Q. Drowning in spit: I have owned my home for five years. Next door to me is a house that is divided into two rental units. I’ve always had a cordial, friendly relationship with the tenants, but have been frustrated with the lack of upkeep on behalf of the landlord. Shortly after I purchased the home, he stopped providing any yard maintenance, and it’s gotten a bit out of control with blackberries and bushes that make it hard to use the sidewalk.
Recently, one of the rentals got new tenants, three men who don’t speak English well. These neighbors are nice enough, but they sit on the porch at all hours of the day smoking and spitting. The spitting is very loud and extremely gross—think hocking loogies, loudly drawing mucus, and spitting off the balcony repeatedly. It’s constant and I can hear it in every room of my house; it is extremely disgusting and incredibly distracting when I do things like eat or have meetings. I’m at a loss for how to approach the tenants and ask them to stop or spit elsewhere, especially with the language barrier. It’s obviously gross behavior; they are aware of how close I am, and it hasn’t stopped them. Do I ask the landlord to address it? Do I eventually have a breakdown at the 213th loogie of the day and go nuclear on them?
A: Before you go to the landlord, the neighborly thing to do is to talk to the new tenants, even if the conversation is stilted. Short of that, you can write them a note and use an online translator to help you get your message across.

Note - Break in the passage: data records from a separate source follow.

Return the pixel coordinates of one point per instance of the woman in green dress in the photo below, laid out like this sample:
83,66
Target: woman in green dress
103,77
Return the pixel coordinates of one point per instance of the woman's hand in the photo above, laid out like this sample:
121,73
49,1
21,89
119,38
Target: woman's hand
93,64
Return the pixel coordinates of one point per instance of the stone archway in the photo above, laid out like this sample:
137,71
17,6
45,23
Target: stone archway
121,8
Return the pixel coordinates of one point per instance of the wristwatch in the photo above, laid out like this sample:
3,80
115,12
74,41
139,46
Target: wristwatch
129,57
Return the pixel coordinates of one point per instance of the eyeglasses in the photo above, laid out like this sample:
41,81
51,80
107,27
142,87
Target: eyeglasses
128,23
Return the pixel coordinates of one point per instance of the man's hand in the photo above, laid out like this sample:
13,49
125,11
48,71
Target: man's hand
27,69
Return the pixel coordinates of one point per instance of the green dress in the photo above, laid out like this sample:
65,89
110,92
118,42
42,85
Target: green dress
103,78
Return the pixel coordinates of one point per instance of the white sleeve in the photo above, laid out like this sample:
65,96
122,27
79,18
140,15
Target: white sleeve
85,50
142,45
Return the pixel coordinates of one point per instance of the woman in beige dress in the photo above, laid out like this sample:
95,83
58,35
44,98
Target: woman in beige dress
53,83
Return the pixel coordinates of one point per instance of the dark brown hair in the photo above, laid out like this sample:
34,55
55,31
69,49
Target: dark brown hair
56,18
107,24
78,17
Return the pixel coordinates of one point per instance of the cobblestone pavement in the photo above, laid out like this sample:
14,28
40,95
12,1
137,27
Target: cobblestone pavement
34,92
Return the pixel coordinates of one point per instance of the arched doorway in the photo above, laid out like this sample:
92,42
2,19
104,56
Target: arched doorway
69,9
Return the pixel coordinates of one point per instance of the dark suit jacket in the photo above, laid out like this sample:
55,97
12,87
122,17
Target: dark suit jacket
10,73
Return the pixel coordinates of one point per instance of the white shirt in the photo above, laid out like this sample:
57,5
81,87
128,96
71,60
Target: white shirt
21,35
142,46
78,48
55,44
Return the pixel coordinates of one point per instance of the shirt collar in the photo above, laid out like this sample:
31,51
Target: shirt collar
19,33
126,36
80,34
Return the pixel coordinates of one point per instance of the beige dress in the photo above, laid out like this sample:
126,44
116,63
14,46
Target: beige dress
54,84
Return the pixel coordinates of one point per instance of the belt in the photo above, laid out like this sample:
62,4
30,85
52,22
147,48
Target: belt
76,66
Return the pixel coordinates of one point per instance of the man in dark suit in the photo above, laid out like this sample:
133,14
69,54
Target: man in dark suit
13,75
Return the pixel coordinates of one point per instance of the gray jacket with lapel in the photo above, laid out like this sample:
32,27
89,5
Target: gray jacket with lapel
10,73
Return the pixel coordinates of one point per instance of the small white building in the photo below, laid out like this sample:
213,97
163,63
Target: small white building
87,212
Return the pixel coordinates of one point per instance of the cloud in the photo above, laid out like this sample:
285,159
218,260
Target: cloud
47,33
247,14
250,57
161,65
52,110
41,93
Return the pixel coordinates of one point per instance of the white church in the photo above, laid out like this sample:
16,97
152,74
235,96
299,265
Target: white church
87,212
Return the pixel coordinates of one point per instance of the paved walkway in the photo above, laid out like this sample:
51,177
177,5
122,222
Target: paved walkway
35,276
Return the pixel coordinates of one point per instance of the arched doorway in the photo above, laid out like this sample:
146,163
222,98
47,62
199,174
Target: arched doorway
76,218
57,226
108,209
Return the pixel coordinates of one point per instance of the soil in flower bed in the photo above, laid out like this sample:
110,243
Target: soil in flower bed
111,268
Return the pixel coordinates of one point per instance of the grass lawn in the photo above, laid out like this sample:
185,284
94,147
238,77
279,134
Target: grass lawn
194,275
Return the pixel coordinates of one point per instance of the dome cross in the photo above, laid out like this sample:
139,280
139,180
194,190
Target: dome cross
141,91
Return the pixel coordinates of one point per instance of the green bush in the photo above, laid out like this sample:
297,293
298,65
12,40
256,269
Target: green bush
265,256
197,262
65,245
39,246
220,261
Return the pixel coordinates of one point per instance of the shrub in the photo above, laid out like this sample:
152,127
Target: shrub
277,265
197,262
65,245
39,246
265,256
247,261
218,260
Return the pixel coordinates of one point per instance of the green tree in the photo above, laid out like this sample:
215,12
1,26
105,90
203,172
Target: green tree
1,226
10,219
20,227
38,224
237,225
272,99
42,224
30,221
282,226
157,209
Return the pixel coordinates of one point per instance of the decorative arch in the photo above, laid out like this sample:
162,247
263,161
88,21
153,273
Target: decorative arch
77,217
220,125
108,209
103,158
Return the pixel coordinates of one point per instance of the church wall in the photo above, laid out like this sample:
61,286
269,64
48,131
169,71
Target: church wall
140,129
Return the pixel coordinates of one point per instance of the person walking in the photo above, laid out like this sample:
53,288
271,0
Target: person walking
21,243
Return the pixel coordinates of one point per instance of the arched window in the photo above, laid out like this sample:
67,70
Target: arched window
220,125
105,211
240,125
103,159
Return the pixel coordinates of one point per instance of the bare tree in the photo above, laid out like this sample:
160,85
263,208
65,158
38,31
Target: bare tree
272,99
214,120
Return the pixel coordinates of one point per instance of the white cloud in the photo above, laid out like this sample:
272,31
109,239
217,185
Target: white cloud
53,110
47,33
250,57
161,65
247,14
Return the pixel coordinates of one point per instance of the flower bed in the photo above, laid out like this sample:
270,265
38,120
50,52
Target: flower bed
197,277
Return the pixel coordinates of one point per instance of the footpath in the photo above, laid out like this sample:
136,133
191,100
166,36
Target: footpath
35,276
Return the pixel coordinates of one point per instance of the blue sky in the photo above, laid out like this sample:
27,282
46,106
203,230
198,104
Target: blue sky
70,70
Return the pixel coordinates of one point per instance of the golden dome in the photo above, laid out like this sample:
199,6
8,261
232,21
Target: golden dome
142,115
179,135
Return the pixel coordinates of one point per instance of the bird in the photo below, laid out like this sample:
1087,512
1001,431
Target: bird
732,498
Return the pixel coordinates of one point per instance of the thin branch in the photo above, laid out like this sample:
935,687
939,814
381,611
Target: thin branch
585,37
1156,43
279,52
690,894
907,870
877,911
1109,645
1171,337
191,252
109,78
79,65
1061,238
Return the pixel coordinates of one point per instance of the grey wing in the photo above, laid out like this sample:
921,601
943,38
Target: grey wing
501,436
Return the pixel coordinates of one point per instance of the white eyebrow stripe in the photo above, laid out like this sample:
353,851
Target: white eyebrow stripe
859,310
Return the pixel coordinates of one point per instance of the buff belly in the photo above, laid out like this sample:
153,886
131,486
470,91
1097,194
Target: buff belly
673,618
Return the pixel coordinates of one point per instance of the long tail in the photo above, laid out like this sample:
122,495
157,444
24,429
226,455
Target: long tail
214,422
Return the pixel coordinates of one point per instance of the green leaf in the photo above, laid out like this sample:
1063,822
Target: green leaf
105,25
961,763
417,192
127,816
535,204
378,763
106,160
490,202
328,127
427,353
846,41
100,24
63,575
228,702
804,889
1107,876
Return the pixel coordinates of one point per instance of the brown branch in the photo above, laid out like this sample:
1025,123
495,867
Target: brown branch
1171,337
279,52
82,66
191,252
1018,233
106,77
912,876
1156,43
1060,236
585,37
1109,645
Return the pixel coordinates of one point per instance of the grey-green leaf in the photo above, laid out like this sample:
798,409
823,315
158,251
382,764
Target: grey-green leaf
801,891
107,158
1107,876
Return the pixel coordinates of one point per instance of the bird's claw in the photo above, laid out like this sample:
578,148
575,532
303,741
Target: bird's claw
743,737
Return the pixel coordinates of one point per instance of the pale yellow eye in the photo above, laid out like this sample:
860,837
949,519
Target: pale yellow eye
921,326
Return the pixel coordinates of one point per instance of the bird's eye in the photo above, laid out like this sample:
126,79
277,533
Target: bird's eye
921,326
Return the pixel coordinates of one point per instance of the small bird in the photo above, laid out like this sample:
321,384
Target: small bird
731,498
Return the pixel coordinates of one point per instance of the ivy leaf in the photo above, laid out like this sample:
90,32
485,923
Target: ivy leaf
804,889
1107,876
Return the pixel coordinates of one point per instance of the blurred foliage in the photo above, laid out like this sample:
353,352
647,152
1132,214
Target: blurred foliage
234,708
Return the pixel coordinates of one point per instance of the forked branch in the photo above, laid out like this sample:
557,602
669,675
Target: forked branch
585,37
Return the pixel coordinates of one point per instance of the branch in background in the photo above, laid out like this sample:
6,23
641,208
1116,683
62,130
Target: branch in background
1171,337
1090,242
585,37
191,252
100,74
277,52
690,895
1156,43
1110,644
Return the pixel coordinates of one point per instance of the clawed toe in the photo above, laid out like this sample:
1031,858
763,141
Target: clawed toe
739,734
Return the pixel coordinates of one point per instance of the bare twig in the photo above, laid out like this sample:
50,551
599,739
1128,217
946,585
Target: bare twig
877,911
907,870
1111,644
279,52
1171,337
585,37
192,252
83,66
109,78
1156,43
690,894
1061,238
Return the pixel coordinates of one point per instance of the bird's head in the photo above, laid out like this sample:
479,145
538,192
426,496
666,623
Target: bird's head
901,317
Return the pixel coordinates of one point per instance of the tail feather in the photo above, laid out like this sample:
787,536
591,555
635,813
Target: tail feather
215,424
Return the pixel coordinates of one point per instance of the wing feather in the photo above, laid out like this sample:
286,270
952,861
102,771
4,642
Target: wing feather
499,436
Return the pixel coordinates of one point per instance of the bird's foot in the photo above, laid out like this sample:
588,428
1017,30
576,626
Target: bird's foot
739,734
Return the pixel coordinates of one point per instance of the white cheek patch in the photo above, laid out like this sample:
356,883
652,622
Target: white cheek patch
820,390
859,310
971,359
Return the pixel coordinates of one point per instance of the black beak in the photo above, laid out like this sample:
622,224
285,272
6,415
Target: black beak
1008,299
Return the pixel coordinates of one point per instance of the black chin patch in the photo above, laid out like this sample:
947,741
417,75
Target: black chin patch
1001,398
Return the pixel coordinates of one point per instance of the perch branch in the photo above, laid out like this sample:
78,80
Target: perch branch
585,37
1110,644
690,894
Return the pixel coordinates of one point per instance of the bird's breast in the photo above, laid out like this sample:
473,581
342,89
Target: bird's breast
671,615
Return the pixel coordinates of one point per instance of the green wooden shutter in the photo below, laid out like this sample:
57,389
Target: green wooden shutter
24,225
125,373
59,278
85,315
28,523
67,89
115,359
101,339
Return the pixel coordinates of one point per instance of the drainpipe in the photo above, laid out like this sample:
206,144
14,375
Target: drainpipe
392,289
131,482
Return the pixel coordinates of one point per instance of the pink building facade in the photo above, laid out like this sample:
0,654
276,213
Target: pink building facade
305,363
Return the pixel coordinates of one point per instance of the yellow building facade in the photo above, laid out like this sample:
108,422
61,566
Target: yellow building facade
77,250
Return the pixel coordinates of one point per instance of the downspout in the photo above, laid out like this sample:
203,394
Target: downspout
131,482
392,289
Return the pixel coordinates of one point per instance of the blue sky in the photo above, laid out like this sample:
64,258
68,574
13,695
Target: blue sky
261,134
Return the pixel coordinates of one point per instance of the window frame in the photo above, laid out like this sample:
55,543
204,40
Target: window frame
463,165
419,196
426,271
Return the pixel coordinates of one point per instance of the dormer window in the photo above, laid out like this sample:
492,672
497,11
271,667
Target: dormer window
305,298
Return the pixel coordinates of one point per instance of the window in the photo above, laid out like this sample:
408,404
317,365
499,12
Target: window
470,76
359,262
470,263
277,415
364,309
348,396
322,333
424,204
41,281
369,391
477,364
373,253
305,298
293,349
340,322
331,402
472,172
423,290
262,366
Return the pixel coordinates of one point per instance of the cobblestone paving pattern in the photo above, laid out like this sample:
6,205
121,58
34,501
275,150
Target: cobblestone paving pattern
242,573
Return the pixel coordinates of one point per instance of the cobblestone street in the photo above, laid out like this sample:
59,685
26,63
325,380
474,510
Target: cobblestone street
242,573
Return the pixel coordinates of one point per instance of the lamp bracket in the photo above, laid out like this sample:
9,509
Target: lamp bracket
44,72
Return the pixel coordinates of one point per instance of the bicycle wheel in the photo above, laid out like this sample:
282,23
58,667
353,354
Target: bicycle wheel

It’s likely that the landlord may not even intervene, considering they’ve let the property get out of hand, so your best bet is person to person.
Q. Re: Down dog: It’s very possible that being surprised by your new dog triggered something in your mom, but it’s troubling that she just cut off contact with you instead of trying to communicate with you about it. Has she ever done that before? I guess the dog might’ve traumatized her so much that she just can’t deal with it, but it seems as though if there was something in her past that would create that kind of outsized reaction, you’d have known something about it. Short of that, though, this feels a little controlling. Has she ever used silence to control you or anyone else before? Is it possible that this is “punishment” for what she might see as you keeping information from her? Since you used to talk so often, I wonder if she got the sense that she had some kind of right to know everything about your life.
A: I agree that the response from the mother might indicate a troubling desire to control. It’s a tricky situation but the LW is going to need to talk directly to the mom to get any sort of answer.
Over the holidays I got engaged. My boyfriend has clinical depression, and the holidays are rough on him. I was going to break up with him, but I held off, thinking it would be easier after the holidays. Then he surprised me—at his parents’ house in front of his whole family—with a ring. I didn’t see how to say no without humiliating him in front of his family, so I accepted. I’ve been trying to break it off ever since, but something always stops me. He had problems at work, and then it was Valentine’s Day, and then he had a medical scare. I keep picturing myself marrying him because I don’t have the nerve to break up with him. He has a therapist he trusts implicitly. Would it be wrong to ask her to tell him?